Page 18: BS_L04_Corporate Governance & CSR

CSR STANCE (IV)

• Shapers of society

- Managers consider financial issues as being

secondary to the issue of changing the world.

- Managers consider that solving social and

environmental problems is much more important than

to become rich by maximizing profit.

- There is a new field of business called social

entrepreneurship that tries to find solutions for people,

and not for making money.

- Examples: Mohammad Yunus and Grameen Bank, Roy

Bunker and Barefoot College, many foundations in USA

dedicated to social and educational projects.

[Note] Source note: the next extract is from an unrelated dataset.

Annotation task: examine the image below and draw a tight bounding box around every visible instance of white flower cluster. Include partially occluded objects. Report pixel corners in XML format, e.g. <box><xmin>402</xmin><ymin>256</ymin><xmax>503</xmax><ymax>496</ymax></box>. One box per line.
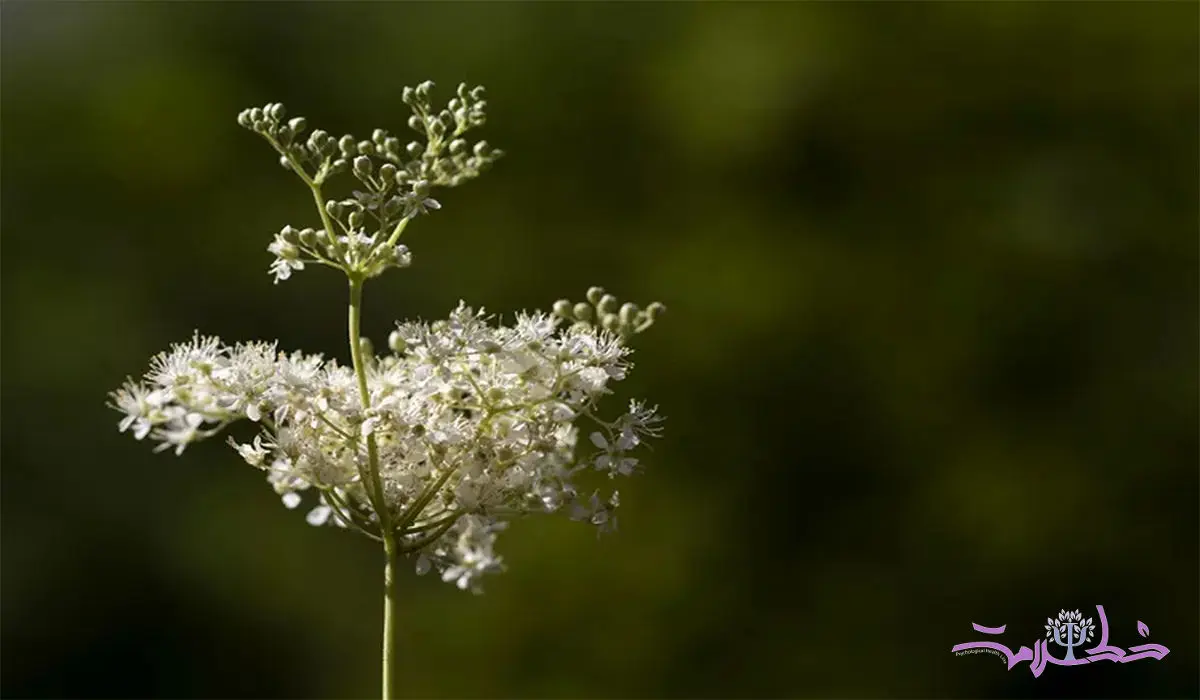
<box><xmin>112</xmin><ymin>305</ymin><xmax>660</xmax><ymax>590</ymax></box>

Page 19: BS_L04_Corporate Governance & CSR

Roy Bunker and the

Barefoot College, India

Mohammad Yunus

and the Grameen

Bank, Bangladesh

Page 20: BS_L04_Corporate Governance & CSR

THREE VIEWS ON THE PURPOSE OF

BUSINESS

• Milton friedman – Profit maximization

In a free enterprise, private property system, a corporate executive

is an employee of the owner of the business. His responsibility is to

make as much money as possible, while conforming with the basic

rules of society.

• Charles Handy – Stakeholders view

The purpose of business is not to make profit. It is to make a profit

so that the business can do something more or better. We need to

eat to survive, but eating is not the purpose of our live.

• Richard Branson – Doing good

Just making money, in order simply to give it away, is out of date.

Doing good can help improve your prospects, your profits and your

business; and it can change the world.